This is a separate file.
The remaining 1/3rd is a summary and analysis. This too is a separate file.
This third should be part of the book’s front matter–preface and introduction. The remaining 2/3rds is the main matter.
Page numbering doesn’t matter for epubs, so I guess I can join the two files together. Scrivener is good for doing this. But even though the subsubsection articles are styled, Scrivener doesn’t included them in the ToC. Thus, I get a three entry ToC: preface, intro and main matter. This is not as useful as a detailed ToC.
The workaround is to use the joined file and make an ePub. This seems to be working. But thee print version is another story.
Importing the joined text into Vellum is a work in progress. It looks like it’s not possible to include the detailed subsubsection article names in the ToC.
I’m not fluent in Scrivener’s treatment of front matter but it’s easy in LaTeX. \begin…
\end… But there’s still the matter of the 721 subsubsections.
Each article looks like this:
Article 1 All about article 1.
Article 2 Here’s another cool article.
Is there an awk command that will generate:
\subsubsection{Article 1. All about article 1.}
\subsubsection{Article 2. Here’s another cool article.}
…and ignore the second instance of “article 1 of the first item in the list above.” There’s two parts to this:
- add \subsubsection at the beginning of the line; and
- enclose the line, excluding the LaTeX subsubsection command, in brackets.

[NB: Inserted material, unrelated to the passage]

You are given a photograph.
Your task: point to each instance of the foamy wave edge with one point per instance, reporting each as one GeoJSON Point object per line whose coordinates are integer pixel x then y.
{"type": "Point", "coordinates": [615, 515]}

Miss a bracket in LaTeX and all hell breaks loose. Finding the error requires eagle eyes and an undocumented, trial and error technique.

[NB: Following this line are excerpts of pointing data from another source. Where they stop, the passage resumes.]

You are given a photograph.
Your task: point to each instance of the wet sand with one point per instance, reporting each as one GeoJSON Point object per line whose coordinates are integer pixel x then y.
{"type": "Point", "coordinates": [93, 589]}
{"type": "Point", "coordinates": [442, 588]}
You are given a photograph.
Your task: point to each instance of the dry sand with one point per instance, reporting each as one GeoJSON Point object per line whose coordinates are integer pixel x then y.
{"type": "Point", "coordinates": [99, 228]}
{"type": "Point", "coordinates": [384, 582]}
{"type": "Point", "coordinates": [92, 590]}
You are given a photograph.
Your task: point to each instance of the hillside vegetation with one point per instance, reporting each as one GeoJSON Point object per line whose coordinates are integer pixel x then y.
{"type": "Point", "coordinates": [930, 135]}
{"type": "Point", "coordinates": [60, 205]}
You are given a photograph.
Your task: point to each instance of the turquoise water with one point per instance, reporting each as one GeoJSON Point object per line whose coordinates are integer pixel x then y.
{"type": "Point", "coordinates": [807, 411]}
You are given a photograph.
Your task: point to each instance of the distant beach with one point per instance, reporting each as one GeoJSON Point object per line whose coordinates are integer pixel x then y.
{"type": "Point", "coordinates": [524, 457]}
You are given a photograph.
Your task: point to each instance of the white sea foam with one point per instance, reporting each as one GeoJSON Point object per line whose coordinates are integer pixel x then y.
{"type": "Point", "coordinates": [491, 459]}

I suspect that awk can mark up the subsubsections, so I could copy all the articles into a text file, run the appropriate awk command, and bring the result back into the file. That way, LaTeX will properly generate the front matter (Roman numerals) and the main matter (Arabic numerals).
My guess is that one of the AI platforms can generate the correct LaTeX mark-up, but I’m not sure.
The problem is in creating both a pdf for publication and an ePub for electronic distribution.
One other possible issue is that assigning styles in Word isn’t easy when the number of styles won’t fit on the menu bar. Sure, the menu bar can expand but that’s not quick and prone to error. So I’m styling parts, chapters, sections, subsections and subsubsections in Mellel, where it is very very easy. Mellel also exports to Word and will give me an ePub. But though I’m told that Mellel will give me front matter, I haven’t been able to properly generate it for a pdf (with Roman and Arabic numerals).
If the entire document were in Markdown from the beginning, things might be easier, but I don’t know how to generate a ToC in Markdown.
The Mellel/Word ePub looks good enough for government work. I may have to bite the bullet and convert the Word document to LaTeX (can pando do this?) and use awk or AI to for those 721 mark-ups.
I started experimenting with Lacuna to see if post-import corrections is less of an ordeal.
I had hoped that Scrivener would give me a ToC with all 721 articles included, but they are not in the binder and it would be easier to do LaTeX mark-up than bring them there.